冒頭のような背景の中、イギリスの動物病院らは、鼻腔内異物を認めた犬猫の臨床検査所見を調べる研究を行った。すると、犬60匹以上、猫8匹のデータが集積され、以下に示す事項が明らかになったという。
◆鼻腔内に異物を認める犬猫の臨床検査所見◆
・症状が継続した期間は犬で平均7日、猫で45日であった
・最も一般的な症状は「くしゃみ」であった(母集団の約65%)
・次いで鼻汁が多かった(62%、①)
・①の約86%は片側性であった
・母集団の約56%でCT検査が実施された(②)
・②の35%のみで異物が可視化された
・②の約83%に片側性の異常所見が鼻腔内に認められた
・最も一般的な異常所見は液体貯留(②の約83%)であった
・次いで粘膜の肥厚(②の約73%)、鼻甲介の破壊(②の65%)が続いた
・母集団の約93%では鼻腔の内視鏡検査で異物が除去された
・母集団の約6%では鼻洗浄で異物が除去された
上記のことから、例え鼻腔内に異物があったとしても、65%の症例のCT検査では異物が可視化できないことが窺える。

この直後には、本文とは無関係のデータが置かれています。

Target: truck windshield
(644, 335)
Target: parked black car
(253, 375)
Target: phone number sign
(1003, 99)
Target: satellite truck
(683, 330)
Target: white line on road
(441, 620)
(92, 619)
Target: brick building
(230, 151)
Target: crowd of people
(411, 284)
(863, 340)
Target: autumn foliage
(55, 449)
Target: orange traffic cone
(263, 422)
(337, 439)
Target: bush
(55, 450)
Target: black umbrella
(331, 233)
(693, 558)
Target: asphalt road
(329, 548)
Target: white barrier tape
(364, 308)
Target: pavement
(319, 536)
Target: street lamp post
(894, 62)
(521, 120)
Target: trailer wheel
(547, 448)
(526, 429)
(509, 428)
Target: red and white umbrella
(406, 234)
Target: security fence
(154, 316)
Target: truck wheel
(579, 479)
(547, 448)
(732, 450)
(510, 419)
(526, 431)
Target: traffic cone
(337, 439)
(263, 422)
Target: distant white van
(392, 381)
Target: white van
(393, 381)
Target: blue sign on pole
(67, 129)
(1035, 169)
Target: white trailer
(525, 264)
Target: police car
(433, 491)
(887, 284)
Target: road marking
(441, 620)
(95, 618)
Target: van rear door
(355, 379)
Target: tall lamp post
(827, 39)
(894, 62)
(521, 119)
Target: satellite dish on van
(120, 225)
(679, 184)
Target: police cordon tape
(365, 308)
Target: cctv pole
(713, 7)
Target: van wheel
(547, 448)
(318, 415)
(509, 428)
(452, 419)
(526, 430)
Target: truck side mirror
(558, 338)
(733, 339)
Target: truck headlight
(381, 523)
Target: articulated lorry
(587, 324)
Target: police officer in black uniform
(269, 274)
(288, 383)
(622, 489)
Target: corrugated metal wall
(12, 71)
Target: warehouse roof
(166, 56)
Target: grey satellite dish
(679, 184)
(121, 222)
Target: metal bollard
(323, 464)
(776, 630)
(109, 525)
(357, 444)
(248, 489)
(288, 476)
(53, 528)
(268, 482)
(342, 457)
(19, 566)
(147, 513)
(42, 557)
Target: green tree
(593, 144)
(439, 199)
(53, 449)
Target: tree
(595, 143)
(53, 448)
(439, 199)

また、当該疾患では、腫瘍の可能性が頭を過る「鼻甲介の破壊」も起きることが分かる。加えて、大部分の症例のCT検査で非特異的な所見(液体貯留、粘膜の肥厚)が認められている。よって、CT検査で異物自体が発見できなくとも鼻腔内異物を完全に否定することは危険であり、液体貯留、粘膜の肥厚、鼻甲介の破壊を認める症例ではアレルギー、感染、腫瘍、異物を鑑別するための追加検査を検討することが重要だと言える。

CT検査における異物を可視化する精度は、造影剤を使用しても改善しないとのことです。